It started small. In the beginning, a man started collecting books in Zucotti Park. Then a woman started helping him. She tagged the books, organized them, and kept them covered during rain. As the week wore on, books started showing up in droves. A working group was formed. At the end of the second week, the books were divided up into categories and labeled in cardboard boxes, which were replaced with plastic bins a day later. Cataloguing and archiving came next, as did more donations. And despite a partial evacuation and several encounters with the police, the Occupy Wall Street Library has survived.
The People’s Library, as it’s called, is located in the northeast corner of Zucotti Park. According to its website, the library provides “free, open and unrestricted access” to a wide variety of newspapers, magazines, pamphlets and books. Unlike more conventional libraries, the People’s Library doesn’t have a checkout process. You don’t have to sign the book out — or even return it. As the library states on its website, “these books belong to everyone, so we trust everyone to do what they think is most effective with them.”
As one of the new librarians noted on the website, the People’s Library is “possibly the least organized library ever.” It doesn’t use the Dewey Decimal system or any other classification system. Instead, the librarians try to arrange according to how their readers use the library. Since there’s no system in place, the books are arranged according to each librarian’s whim. Although the poster himself has a master’s degree in library science, he claims that his opinions are no more valid than anyone else’s. “We’ve democratized the work, direct-democratized it even, since to become a People’s Librarian you just show up and start sorting and cataloguing,” he wrote.
This democratic trend extends to the literature itself, which now includes The Occupy Wall Street Poetry Anthology. The anthology, which was edited by Stephen Boyer and Filip Marinovich, came out of the Friday-night poetry assemblies. Boyer decided to start writing the poems and performances down, and the anthology was born. In keeping with the library and movement’s democratic and non-hierarchical roots, the anthology is “open to all poets” and features famous poets alongside high school kids.
Although I disagree with many aspects of the Occupy Wall Street movement, I find the library a a unique approach to the protest. In this library, people can engage in free cultural exchange where traditional rules of classification no longer apply. Although all libraries claim to promote this free cultural exchange, their classification systems often reveal underlying ideology. Not only do these systems lead us to certain books more often than others, but they also skew our understanding of the books. When we pick a book up from the Fantasy section, for example, our expectations are different than if we were to grab the latest book from Literary Fiction. In particular, these categories are especially dangerous when we separate so-called “minority” literature (i.e. African-American, Gay/Lesbian, Feminist, etc.) from the canon. These idealistic aspects aside, there is a logic to classification systems. If those classifications have an underlying ideology, that’s because those are the categories that are most efficient and practical for the people who carry out that ideology. It seems like it would be nearly impossible to find the books you’re looking for in the People’s Library.

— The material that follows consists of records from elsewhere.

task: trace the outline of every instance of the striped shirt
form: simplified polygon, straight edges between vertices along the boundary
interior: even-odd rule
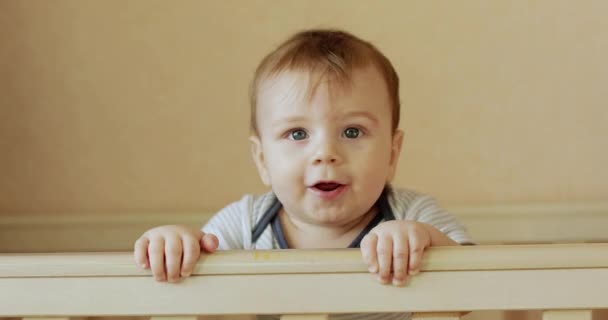
[[[460,244],[472,243],[464,226],[455,216],[443,210],[429,196],[407,189],[389,188],[388,203],[397,220],[412,220],[434,226],[443,234]],[[203,227],[203,232],[217,236],[219,250],[270,250],[279,249],[277,237],[268,226],[257,241],[252,241],[252,230],[264,213],[277,201],[272,192],[260,196],[245,195],[215,216]],[[409,319],[410,313],[381,314],[336,314],[332,320],[355,319]],[[278,319],[274,316],[259,316],[258,319]]]

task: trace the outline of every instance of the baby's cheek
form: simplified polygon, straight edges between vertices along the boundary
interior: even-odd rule
[[[386,166],[371,161],[361,166],[357,171],[360,187],[364,188],[365,192],[384,189],[388,175]]]

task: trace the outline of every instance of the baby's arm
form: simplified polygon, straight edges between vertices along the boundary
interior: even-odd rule
[[[211,253],[217,247],[218,239],[212,234],[169,225],[146,231],[135,241],[133,255],[138,266],[152,269],[157,281],[177,282],[192,273],[201,249]]]

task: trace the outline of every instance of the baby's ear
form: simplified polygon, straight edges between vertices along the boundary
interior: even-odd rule
[[[268,170],[266,170],[266,162],[264,161],[264,151],[262,149],[262,141],[257,136],[250,136],[249,141],[251,141],[251,156],[253,157],[253,162],[255,162],[255,166],[258,168],[258,174],[260,175],[260,179],[262,179],[262,183],[267,187],[270,186],[270,177],[268,176]]]
[[[403,130],[395,130],[391,145],[391,159],[389,163],[389,172],[387,182],[390,182],[395,177],[397,171],[397,163],[399,163],[399,155],[401,154],[401,146],[403,145]]]

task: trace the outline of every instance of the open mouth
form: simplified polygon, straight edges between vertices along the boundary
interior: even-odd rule
[[[348,185],[334,181],[317,182],[309,187],[314,195],[324,201],[336,200],[341,197]]]
[[[338,188],[340,188],[341,186],[343,186],[342,184],[336,183],[336,182],[319,182],[317,184],[315,184],[313,186],[314,189],[317,189],[319,191],[334,191]]]

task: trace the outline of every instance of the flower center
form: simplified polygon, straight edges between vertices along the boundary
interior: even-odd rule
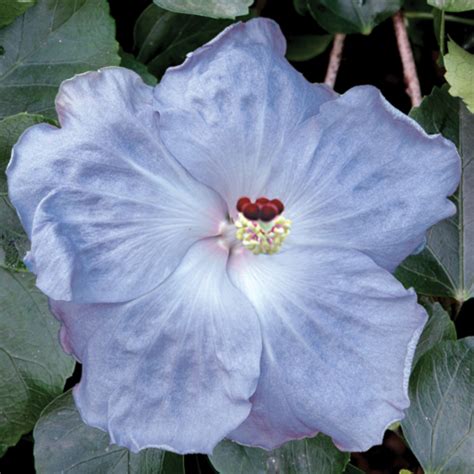
[[[241,197],[237,201],[235,236],[255,255],[278,252],[291,228],[291,221],[282,215],[284,209],[279,199],[260,197],[253,203],[248,197]]]

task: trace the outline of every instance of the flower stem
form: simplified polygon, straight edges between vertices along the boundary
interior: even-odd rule
[[[426,12],[404,12],[405,18],[413,20],[433,20],[434,16],[432,13]],[[474,26],[474,19],[462,18],[460,16],[445,15],[444,19],[452,23],[460,23],[462,25]]]
[[[412,107],[418,107],[421,103],[421,90],[418,74],[416,73],[415,60],[405,27],[405,18],[402,12],[397,12],[392,17],[395,36],[397,37],[398,51],[402,60],[403,75],[407,86],[407,94],[410,96]]]
[[[444,10],[441,10],[441,25],[439,27],[439,52],[441,54],[441,61],[444,61],[444,45],[445,45],[445,36],[446,36],[446,28],[445,22],[446,15]]]
[[[343,33],[337,33],[334,35],[334,41],[332,43],[331,54],[329,56],[328,69],[326,71],[326,77],[324,78],[324,84],[334,89],[336,84],[337,72],[341,64],[342,50],[344,49],[344,40],[346,35]]]

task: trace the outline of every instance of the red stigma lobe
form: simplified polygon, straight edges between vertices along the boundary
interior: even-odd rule
[[[242,213],[247,219],[256,221],[260,217],[260,207],[258,204],[249,202],[242,207]]]
[[[241,212],[247,219],[263,222],[270,222],[285,209],[279,199],[270,200],[264,196],[256,199],[254,203],[247,196],[243,196],[237,201],[236,207],[237,211]]]
[[[260,208],[260,220],[270,222],[278,215],[278,208],[271,203],[264,204]]]
[[[279,199],[272,199],[270,203],[278,209],[278,214],[281,214],[285,210],[285,206]]]
[[[248,197],[241,197],[238,201],[237,201],[237,210],[239,212],[242,212],[244,210],[244,206],[246,204],[250,204],[252,201],[250,201],[250,199]]]

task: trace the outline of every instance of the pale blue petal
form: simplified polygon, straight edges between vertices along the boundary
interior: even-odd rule
[[[248,416],[261,334],[230,283],[227,251],[196,243],[158,289],[124,304],[52,302],[83,363],[84,421],[132,451],[210,453]]]
[[[319,431],[346,451],[381,443],[409,405],[426,322],[415,293],[353,250],[247,252],[232,256],[229,268],[263,335],[252,412],[229,437],[266,449]]]
[[[456,149],[372,87],[331,100],[283,46],[278,27],[256,19],[170,69],[155,93],[163,139],[231,215],[241,196],[279,198],[293,244],[356,248],[393,271],[454,213]]]
[[[10,197],[48,296],[135,298],[217,233],[225,205],[164,149],[152,96],[127,69],[76,76],[56,99],[62,128],[34,126],[15,146]]]
[[[293,173],[299,151],[286,154],[287,143],[336,96],[306,81],[284,51],[273,21],[237,23],[168,69],[155,89],[166,146],[231,213],[239,197],[259,197],[272,174]]]
[[[312,149],[295,165],[305,179],[286,185],[292,244],[356,248],[393,271],[455,212],[447,198],[461,172],[455,146],[370,86],[323,105],[312,121]]]

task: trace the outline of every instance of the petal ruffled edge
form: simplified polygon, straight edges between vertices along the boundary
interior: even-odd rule
[[[323,104],[314,122],[321,133],[314,167],[287,205],[293,239],[356,248],[393,272],[431,226],[455,214],[456,147],[427,134],[373,86]]]
[[[83,364],[73,390],[79,413],[111,442],[132,452],[210,454],[248,416],[260,326],[226,262],[227,250],[207,239],[136,300],[50,302],[65,349]]]
[[[380,443],[409,406],[427,320],[415,292],[349,249],[237,258],[231,278],[256,308],[264,346],[252,412],[229,438],[268,450],[318,432],[344,451]]]

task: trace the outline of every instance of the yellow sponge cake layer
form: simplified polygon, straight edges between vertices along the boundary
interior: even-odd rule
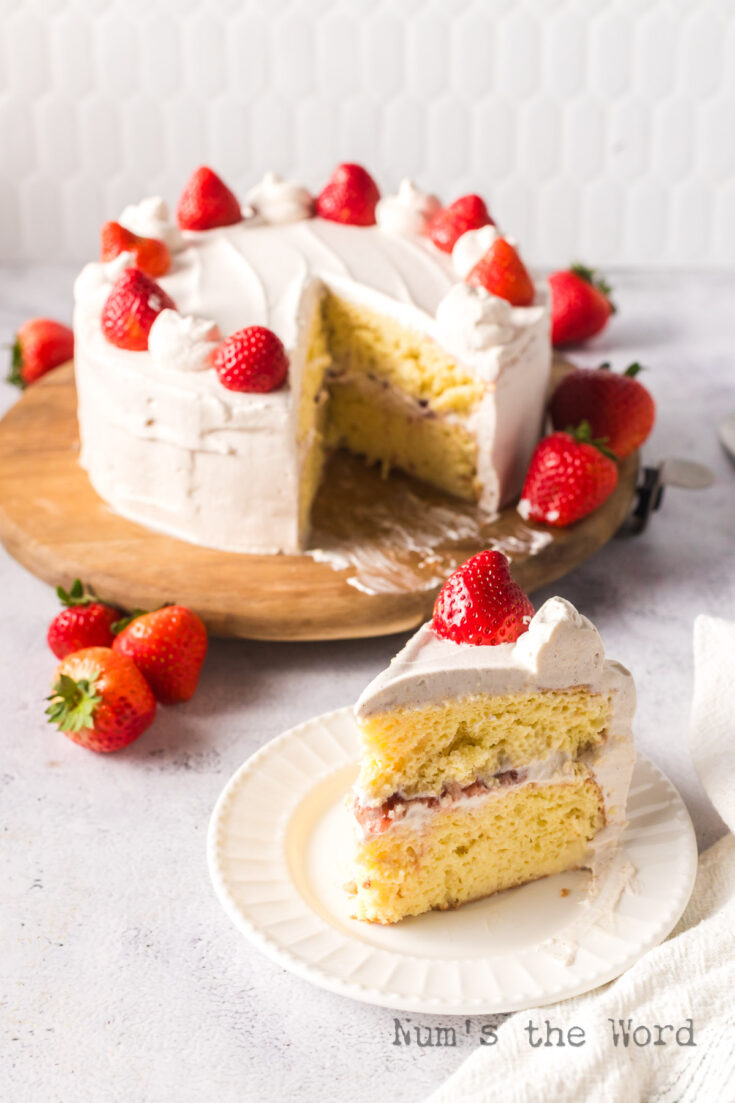
[[[323,312],[337,372],[383,379],[441,413],[466,414],[483,397],[485,388],[477,376],[431,338],[329,292]]]
[[[357,789],[363,800],[394,793],[439,795],[553,754],[575,759],[605,738],[608,696],[577,687],[538,693],[472,694],[359,720]]]
[[[417,826],[407,817],[367,835],[353,867],[355,918],[395,923],[584,865],[605,816],[583,767],[561,784],[497,794],[460,798]]]
[[[391,468],[414,475],[457,498],[476,501],[477,440],[455,421],[401,401],[392,384],[368,376],[332,382],[328,440]]]

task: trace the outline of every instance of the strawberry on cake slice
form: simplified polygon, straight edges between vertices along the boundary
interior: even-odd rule
[[[615,852],[635,689],[586,617],[484,551],[357,702],[353,915],[395,923]]]

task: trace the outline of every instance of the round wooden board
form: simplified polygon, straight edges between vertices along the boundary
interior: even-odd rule
[[[558,365],[557,371],[566,370]],[[336,570],[309,555],[239,555],[188,544],[114,513],[92,489],[78,463],[76,391],[72,364],[29,388],[0,421],[0,539],[24,567],[46,582],[69,585],[82,578],[100,597],[124,608],[180,602],[196,610],[220,636],[269,640],[354,639],[408,630],[427,618],[433,583],[410,592],[366,593],[348,583],[353,568]],[[358,486],[364,503],[386,495],[398,478],[380,483],[374,470],[352,464],[350,502]],[[337,465],[339,466],[339,464]],[[544,586],[596,552],[621,525],[635,493],[637,456],[621,465],[615,493],[595,513],[567,529],[552,530],[504,511],[486,529],[480,546],[511,550],[513,575],[527,591]],[[315,505],[324,516],[330,473]],[[336,479],[332,480],[336,485]],[[436,497],[436,492],[422,490]],[[369,513],[369,509],[367,511]],[[363,516],[363,522],[365,517]],[[369,517],[368,517],[369,521]],[[367,531],[367,530],[366,530]],[[374,536],[374,531],[373,531]],[[359,535],[359,534],[358,534]],[[520,538],[519,538],[520,536]],[[529,537],[531,539],[529,544]],[[543,544],[536,547],[534,544]],[[446,576],[480,547],[456,543],[432,556],[434,576]],[[413,553],[402,553],[410,558]],[[418,561],[419,556],[416,555]]]

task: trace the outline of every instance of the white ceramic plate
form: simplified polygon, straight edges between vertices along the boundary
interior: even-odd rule
[[[619,976],[686,906],[697,868],[691,820],[670,782],[639,758],[624,856],[595,891],[589,873],[567,873],[395,926],[350,919],[344,796],[357,755],[350,709],[292,728],[240,767],[209,829],[209,868],[227,914],[313,984],[403,1011],[517,1011]]]

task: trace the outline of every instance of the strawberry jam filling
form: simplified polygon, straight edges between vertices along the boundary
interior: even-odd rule
[[[427,811],[445,809],[461,800],[483,796],[492,789],[519,785],[524,780],[523,770],[503,770],[494,775],[491,783],[473,781],[470,785],[462,786],[456,782],[448,782],[438,797],[403,797],[400,793],[393,793],[382,804],[376,805],[362,804],[360,798],[355,797],[352,811],[366,835],[382,835],[394,824],[405,819],[412,808],[425,808]]]

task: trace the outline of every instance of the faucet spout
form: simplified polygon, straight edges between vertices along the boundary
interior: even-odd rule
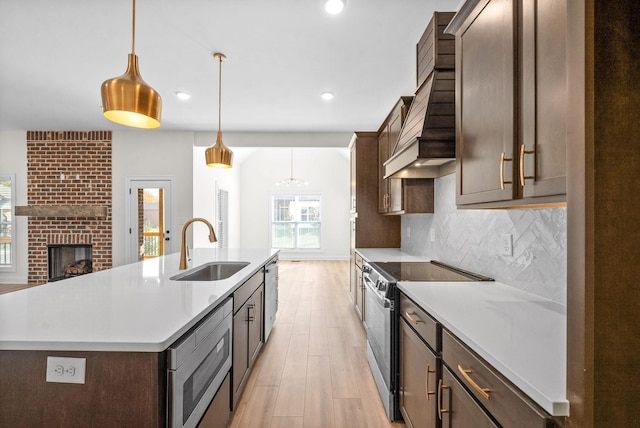
[[[194,217],[182,226],[182,243],[180,244],[180,267],[178,269],[185,270],[187,268],[187,228],[191,223],[200,221],[209,227],[209,242],[216,242],[216,233],[213,230],[213,226],[206,219],[202,217]]]

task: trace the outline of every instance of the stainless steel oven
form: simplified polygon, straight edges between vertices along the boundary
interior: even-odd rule
[[[168,351],[168,425],[195,427],[231,368],[233,299]]]
[[[401,419],[398,408],[400,317],[398,281],[492,281],[481,275],[431,262],[365,263],[364,324],[367,331],[367,360],[390,420]]]

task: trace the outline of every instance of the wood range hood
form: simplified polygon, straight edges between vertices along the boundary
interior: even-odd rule
[[[384,178],[437,178],[456,157],[455,70],[434,70],[418,88]]]

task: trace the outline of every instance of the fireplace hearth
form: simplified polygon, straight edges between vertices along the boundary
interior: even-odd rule
[[[92,245],[48,245],[49,282],[93,272]]]

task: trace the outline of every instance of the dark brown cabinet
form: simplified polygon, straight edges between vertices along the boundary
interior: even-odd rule
[[[566,7],[468,0],[453,19],[459,206],[566,199]]]
[[[401,97],[378,129],[378,212],[423,214],[434,209],[434,183],[430,178],[384,178],[385,162],[396,149],[413,97]]]
[[[407,426],[555,426],[548,413],[404,293],[399,337],[399,405]]]
[[[496,421],[499,426],[521,428],[554,426],[552,417],[540,406],[445,329],[442,330],[442,363],[443,378],[438,391],[439,399],[443,403],[440,405],[440,414],[443,414],[442,409],[447,409],[448,417],[443,418],[443,422],[449,419],[451,423],[451,425],[443,423],[444,427],[467,426],[458,422],[460,413],[469,413],[469,417],[474,418],[469,420],[482,420],[476,408],[484,409],[485,419]],[[445,373],[450,375],[449,378]],[[457,385],[454,379],[458,382]],[[468,394],[462,393],[465,388]],[[457,392],[458,390],[460,392]],[[447,401],[449,401],[448,405]],[[466,416],[462,420],[466,420]]]
[[[209,404],[198,428],[225,428],[231,419],[231,375],[227,374],[215,397]]]
[[[499,427],[447,367],[442,370],[442,380],[438,383],[438,418],[442,428]]]
[[[259,271],[233,294],[233,405],[244,391],[263,343],[264,271]]]
[[[362,319],[364,300],[358,297],[360,274],[356,267],[356,248],[399,248],[400,217],[378,213],[378,133],[356,132],[349,144],[351,155],[351,295],[360,303]],[[360,299],[360,300],[357,300]]]
[[[402,211],[402,179],[384,178],[384,163],[395,149],[413,97],[401,97],[378,130],[378,212]]]
[[[439,359],[420,336],[400,321],[400,412],[412,428],[436,427]]]
[[[364,279],[362,278],[362,257],[356,254],[355,275],[353,279],[353,304],[360,320],[364,320]]]

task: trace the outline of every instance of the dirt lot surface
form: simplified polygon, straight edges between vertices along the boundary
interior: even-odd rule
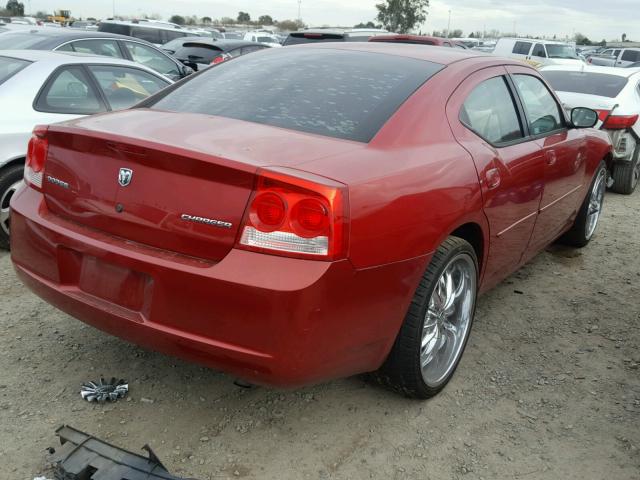
[[[0,479],[49,474],[61,424],[201,480],[640,478],[640,191],[608,194],[597,237],[551,247],[480,299],[435,399],[361,378],[297,391],[232,378],[103,334],[36,298],[0,254]],[[94,405],[80,385],[129,380]]]

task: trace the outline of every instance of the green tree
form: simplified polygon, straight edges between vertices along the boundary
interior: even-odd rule
[[[220,19],[220,25],[233,25],[236,21],[231,17],[222,17]]]
[[[367,22],[367,23],[360,22],[359,24],[354,25],[353,28],[378,28],[378,27],[373,22]]]
[[[306,27],[306,25],[300,20],[280,20],[276,25],[278,29],[283,32],[295,32],[296,30]]]
[[[178,25],[184,25],[184,17],[182,15],[171,15],[169,18],[171,23],[177,23]]]
[[[9,0],[5,8],[7,12],[9,12],[9,15],[14,17],[24,16],[24,3],[20,3],[18,0]]]
[[[459,28],[451,30],[449,32],[449,38],[462,38],[462,30],[460,30]]]
[[[273,25],[273,18],[271,18],[271,15],[260,15],[258,23],[260,25]]]
[[[573,39],[576,41],[576,45],[593,45],[593,42],[581,33],[576,33]]]
[[[249,23],[251,21],[251,15],[247,12],[238,12],[238,23]]]
[[[212,22],[211,17],[202,17],[200,21],[203,25],[211,25]]]
[[[407,33],[427,19],[429,0],[385,0],[378,3],[377,20],[387,30]]]

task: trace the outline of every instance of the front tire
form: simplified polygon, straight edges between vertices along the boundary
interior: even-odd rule
[[[600,162],[591,181],[589,193],[582,202],[573,226],[560,239],[562,243],[581,248],[591,241],[602,214],[606,189],[607,166],[604,162]]]
[[[22,182],[24,167],[13,165],[0,172],[0,248],[9,248],[10,212],[9,203]]]
[[[476,308],[478,260],[458,237],[447,238],[422,276],[395,343],[373,378],[407,397],[426,399],[451,380]]]

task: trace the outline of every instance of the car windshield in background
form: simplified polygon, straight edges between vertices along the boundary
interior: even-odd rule
[[[5,33],[0,36],[0,50],[29,50],[46,38],[32,33]]]
[[[615,98],[627,84],[625,77],[593,72],[543,71],[542,75],[559,92]]]
[[[258,42],[260,43],[278,43],[275,38],[271,37],[258,37]]]
[[[555,45],[549,43],[547,44],[547,53],[549,54],[549,58],[578,58],[576,49],[571,45]]]
[[[221,63],[170,91],[151,108],[368,142],[420,85],[443,68],[368,52],[273,52],[266,49]]]
[[[0,57],[0,84],[7,81],[31,62],[18,58]]]

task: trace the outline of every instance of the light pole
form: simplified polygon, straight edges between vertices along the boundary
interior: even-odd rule
[[[451,37],[451,10],[449,10],[449,21],[447,22],[447,38]]]
[[[302,21],[302,15],[300,14],[300,8],[302,7],[302,0],[298,0],[298,20]]]
[[[116,19],[116,0],[113,0],[113,19]]]

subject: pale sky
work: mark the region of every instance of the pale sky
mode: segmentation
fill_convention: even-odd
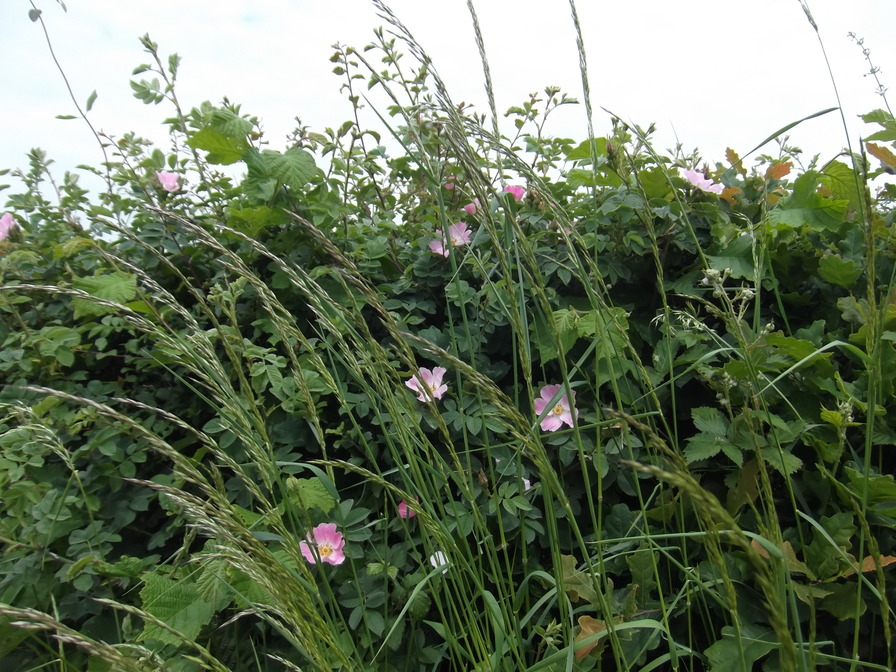
[[[34,0],[43,10],[56,56],[82,103],[98,93],[89,116],[112,135],[135,131],[167,147],[165,103],[131,96],[131,72],[147,61],[138,37],[149,33],[167,55],[182,58],[178,95],[186,108],[227,96],[262,119],[270,146],[282,149],[293,119],[312,130],[351,117],[329,57],[336,42],[363,47],[384,25],[369,0]],[[488,111],[466,0],[389,0],[432,57],[455,102]],[[857,115],[883,107],[868,64],[848,37],[865,38],[883,83],[896,85],[894,0],[808,0],[840,89],[853,142],[872,132]],[[532,91],[557,85],[581,99],[582,85],[568,0],[475,0],[503,113]],[[27,0],[0,1],[0,168],[23,167],[34,146],[62,168],[97,164],[99,149],[74,114],[39,23]],[[728,146],[743,154],[782,126],[835,106],[815,31],[798,0],[579,0],[596,114],[595,133],[609,131],[601,107],[647,127],[658,149],[677,138],[710,162]],[[411,56],[405,57],[406,62]],[[896,89],[894,89],[896,95]],[[380,128],[371,114],[367,125]],[[584,106],[558,111],[549,135],[587,137]],[[790,132],[806,158],[832,158],[845,145],[832,113]],[[769,146],[766,151],[774,152]],[[8,178],[0,178],[8,182]],[[4,194],[0,192],[0,203]]]

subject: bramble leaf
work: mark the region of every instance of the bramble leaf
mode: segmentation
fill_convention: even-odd
[[[155,639],[175,646],[195,640],[214,614],[214,605],[201,598],[196,584],[153,573],[144,574],[143,581],[140,591],[143,610],[180,633],[180,636],[147,621],[140,640]]]
[[[94,275],[86,278],[75,278],[72,283],[75,289],[87,292],[91,296],[115,303],[133,301],[137,295],[137,278],[129,273],[116,271],[105,275]],[[115,312],[112,306],[103,306],[89,299],[75,298],[75,318],[98,317]]]
[[[843,221],[846,201],[824,198],[817,187],[821,173],[809,170],[796,178],[793,192],[769,212],[769,221],[782,228],[808,225],[815,230],[834,229]]]
[[[244,137],[233,138],[213,128],[203,128],[187,139],[193,149],[208,152],[206,161],[227,166],[243,158],[249,150],[249,142]]]

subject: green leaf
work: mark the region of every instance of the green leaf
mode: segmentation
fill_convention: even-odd
[[[808,170],[793,185],[793,192],[778,203],[769,221],[780,228],[800,228],[804,224],[821,231],[833,230],[843,221],[847,201],[833,201],[818,193],[821,173]]]
[[[694,426],[701,432],[713,434],[720,438],[728,436],[728,419],[717,408],[700,406],[691,411]]]
[[[589,145],[587,140],[579,143],[569,154],[566,155],[567,161],[580,161],[582,159],[590,159],[592,148],[594,149],[595,156],[606,156],[607,155],[607,144],[608,141],[606,138],[594,138],[594,141],[591,145]]]
[[[88,112],[90,112],[90,110],[93,108],[93,104],[94,104],[95,102],[96,102],[96,90],[94,90],[94,92],[91,93],[91,94],[87,97],[87,105],[86,105],[86,107],[87,107],[87,111],[88,111]]]
[[[821,184],[828,190],[829,196],[837,201],[846,201],[847,211],[855,210],[862,199],[856,176],[851,166],[842,161],[831,161],[824,167]]]
[[[863,499],[862,493],[868,489],[868,503],[878,513],[891,518],[896,518],[896,480],[890,474],[863,474],[858,469],[846,467],[844,469],[849,484],[852,487],[853,496],[859,501]]]
[[[154,639],[175,646],[194,641],[214,614],[214,605],[202,599],[196,584],[152,573],[144,574],[143,582],[140,591],[143,610],[173,628],[180,636],[147,622],[140,640]]]
[[[753,241],[749,236],[738,236],[719,254],[706,257],[713,268],[731,269],[731,277],[755,282],[755,264],[753,263]]]
[[[782,351],[783,354],[787,355],[787,357],[793,360],[794,363],[802,362],[808,357],[811,357],[812,359],[808,361],[809,364],[818,366],[828,375],[833,372],[833,368],[830,364],[830,359],[833,356],[833,353],[818,352],[818,348],[812,341],[785,336],[780,331],[775,331],[766,335],[765,343]]]
[[[38,351],[44,357],[53,357],[62,366],[75,363],[72,348],[81,344],[81,336],[68,327],[44,327],[40,330]]]
[[[818,275],[822,280],[849,289],[862,275],[862,269],[852,259],[843,259],[836,254],[826,254],[818,262]]]
[[[709,434],[698,434],[688,439],[684,449],[684,459],[688,464],[715,457],[722,450],[721,443]]]
[[[93,297],[125,304],[133,301],[137,295],[137,278],[129,273],[115,271],[105,275],[94,275],[86,278],[75,278],[72,283],[76,289],[87,292]],[[115,312],[112,306],[103,306],[89,299],[75,298],[75,318],[98,317]]]
[[[252,122],[243,119],[235,112],[224,108],[215,108],[203,119],[204,125],[228,138],[245,139],[252,132]]]
[[[216,558],[206,562],[196,577],[196,592],[216,610],[223,609],[230,602],[227,568],[227,562]]]
[[[535,334],[535,344],[538,346],[538,354],[543,362],[555,359],[560,356],[560,352],[566,353],[576,342],[577,334],[575,329],[561,330],[561,325],[569,326],[566,320],[566,313],[569,311],[558,310],[553,314],[554,321],[557,323],[555,329],[551,329],[548,320],[541,314],[537,313],[533,320]],[[559,318],[559,319],[558,319]],[[559,341],[559,348],[558,348]]]
[[[762,455],[762,458],[772,465],[782,476],[790,476],[799,471],[800,467],[803,466],[803,461],[796,455],[789,453],[786,450],[779,450],[774,446],[766,446],[765,448],[762,448],[759,453]]]
[[[881,126],[893,126],[896,128],[896,117],[893,117],[891,113],[880,108],[865,114],[860,114],[859,117],[861,117],[862,121],[868,124],[880,124]]]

The poetry anthology is also a refreshing idea that attempts to blur the boundaries between those in and out of the canon. By placing the casual poet alongside established authors, the anthology asks readers to question our core cultural and aesthetic values. It eliminates hierarchies based on background, education, or social class in a field where these can be determining factors for publication. No matter who you are, the anthology seems to claim, you can be a poet. However, I think an important distinction should be made. While perhaps everyone can be a poet, that doesn’t mean everyone is a poet. It also doesn’t mean that everything anyone writes down is poetry (Unconvinced? See The New York Times article that turns Craigslist Missed Connection from Occupy Wall Street into found poems).
What the library and the anthology do well is to grant access. That doesn’t mean the poetry or libraries that result will improve upon the old, but, then again, there’s nothing wrong with starting small.